A Escolha do Contrato
O silêncio na suíte de Rafael não era vazio; era uma pressão atmosférica, o zumbido dos servidores processando o colapso da reputação de Ricardo. Na tela do monitor, os gráficos da empresa de Helena subiam, uma linha verde cortando o cinza da crise. Ao lado, a manchete sobre o contrato de noivado vazado parecia uma cicatriz exposta. Helena fechou o laptop com um estalo seco. O vazamento era humilhante, mas o mercado não via mais uma mulher acuada; via uma jogadora que usara o homem mais poderoso de São Paulo como escudo.
— A CVM solicitou esclarecimentos — disse Rafael, parado diante da janela de vidro, observando as luzes de São Paulo. — Querem saber se o contrato foi manipulação ou uma transação legítima.
Helena levantou-se, alisando o blazer. A dignidade que recuperara não era emprestada; era feita de cada escolha difícil desde o divórcio. Ela caminhou até a mesa e estendeu a mão. Rafael colocou o documento original sobre o mogno. Era o fim da fachada. O papel que a salvara da ruína de Ricardo agora era apenas um rascunho de um passado que ela não pretendia mais habitar.
— O contrato expirou, Helena — disse ele, virando-se. O olhar não era mais o do protetor calculista, mas o de um homem que se despira de suas defesas. — A imprensa já tem o que queria. A farsa não tem mais utilidade estratégica. O que você decidir agora não precisa de cláusulas.

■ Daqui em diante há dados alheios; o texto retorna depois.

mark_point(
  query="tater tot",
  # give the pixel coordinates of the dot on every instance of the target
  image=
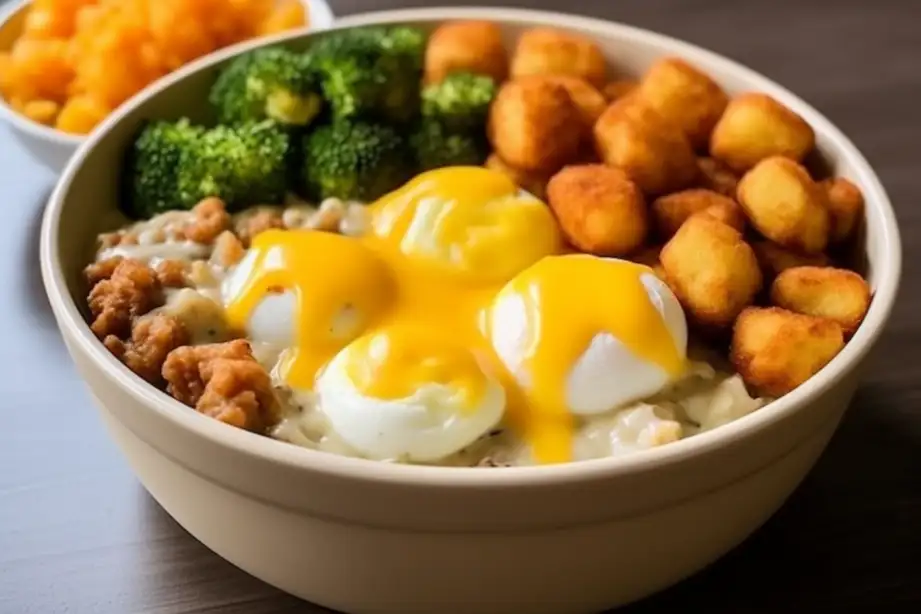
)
(775, 259)
(775, 350)
(535, 183)
(549, 51)
(686, 96)
(845, 204)
(824, 292)
(472, 46)
(728, 212)
(755, 127)
(615, 90)
(716, 176)
(713, 272)
(649, 256)
(590, 102)
(535, 126)
(785, 205)
(657, 157)
(673, 210)
(600, 210)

Helena parou a centímetros dele, sentindo o cheiro de sândalo e a eletricidade daquela proximidade sem contratos.
— Você diz isso como se a escolha fosse apenas minha — ela retrucou. — Mas você também foi exposto. Sua reputação é seu bem mais caro. Por que não me entregou a Ricardo quando o contrato vazou? Por que assumiu o risco público da nossa aliança?
Rafael retirou um dispositivo de segurança do bolso e o deslizou pela mesa: a chave de acesso total ao Protocolo 2018. Era o segredo que o mantinha refém de seu passado, a falha de segurança que ele nunca ousara compartilhar.
— Porque a proteção deixou de ser um negócio no momento em que vi você lutar sozinha — ele admitiu, a voz baixa. — Esse protocolo contém a verdade sobre a falha que me assombra há anos. Se você o detém, detém o meu futuro. Eu não quero mais ser seu guardião, Helena. Quero ser seu par.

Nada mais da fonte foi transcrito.